Investment bankers at Bank of America will likely get bonuses close to what they got in 2007 as the bank tries to retain key employees following its takeover of Merrill Lynch, The Wall Street Journal reported Thursday.
Citing people familiar with the situation, the Journal reported that Bank of America bankers are expected to get 2009 bonuses equal to 2007 levels, with about 25 percent in cash and the rest as deferred payments of stock or cash tied to the company's performance.
Merrill paid out $5.8 billion in year-end bonuses in 2007, the Journal said. It said the size of Bank of America's bonus outlay could not be determined.
Bank of America spokesman Robert Stickler, in a response to a request for comment on the Journal story, said "nothing has been decided" in terms of the bank's 2009 bonus policy.
Brian Moynihan took over as CEO at the bank this month, replacing Ken Lewis, who resigned amid public outcry over billions of dollars in bonuses paid to Merrill Lynch employees just before the firm was acquired by Bank of America.
Last month, the bank based in Charlotte, N.C., repaid $45 billion in government loans, relieving it from government-imposed pay restrictions.
Bank of America had reached a settlement with the Securities and Exchange Commission over accusations that it failed to tell shareholders it authorized Merrill to pay up to $5.8 billion in 2008 bonuses.

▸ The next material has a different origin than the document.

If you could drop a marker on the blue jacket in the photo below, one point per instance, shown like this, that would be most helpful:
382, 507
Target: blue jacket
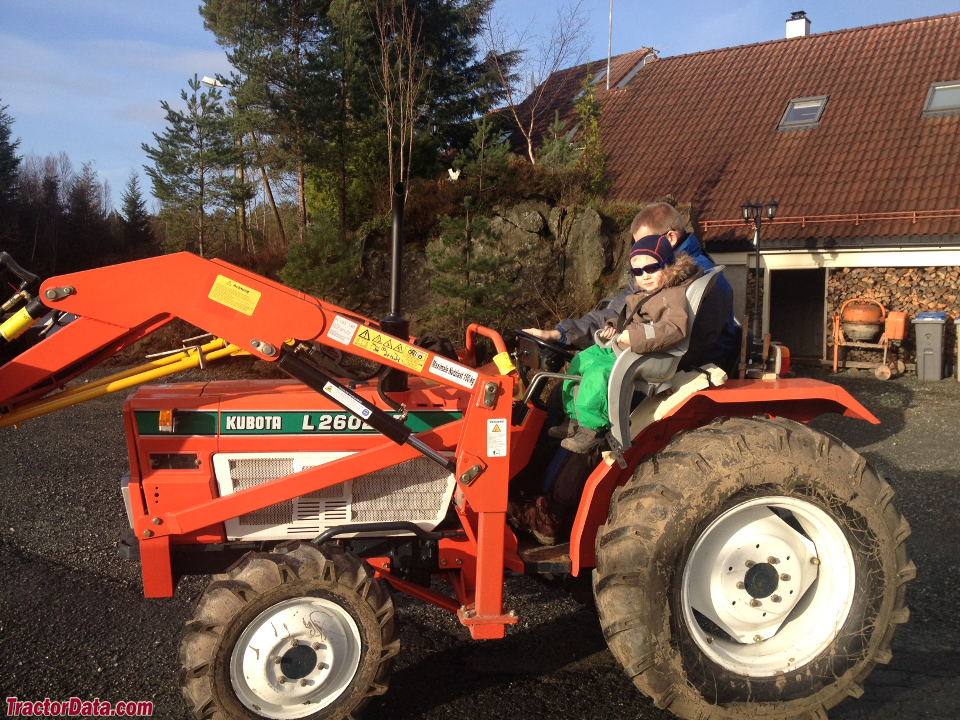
579, 332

The company agreed to pay the government $33 million without admitting wrongdoing to settle the case, only to have a federal judge reject the agreement. The case is scheduled to go to trial Feb. 1.
New York Attorney General Andrew Cuomo is expected to file charges related to bonuses against the bank and several high-ranking officials.
Bank of America lost more than $2.2 billion in the 2009's third quarter as its loan losses kept rising.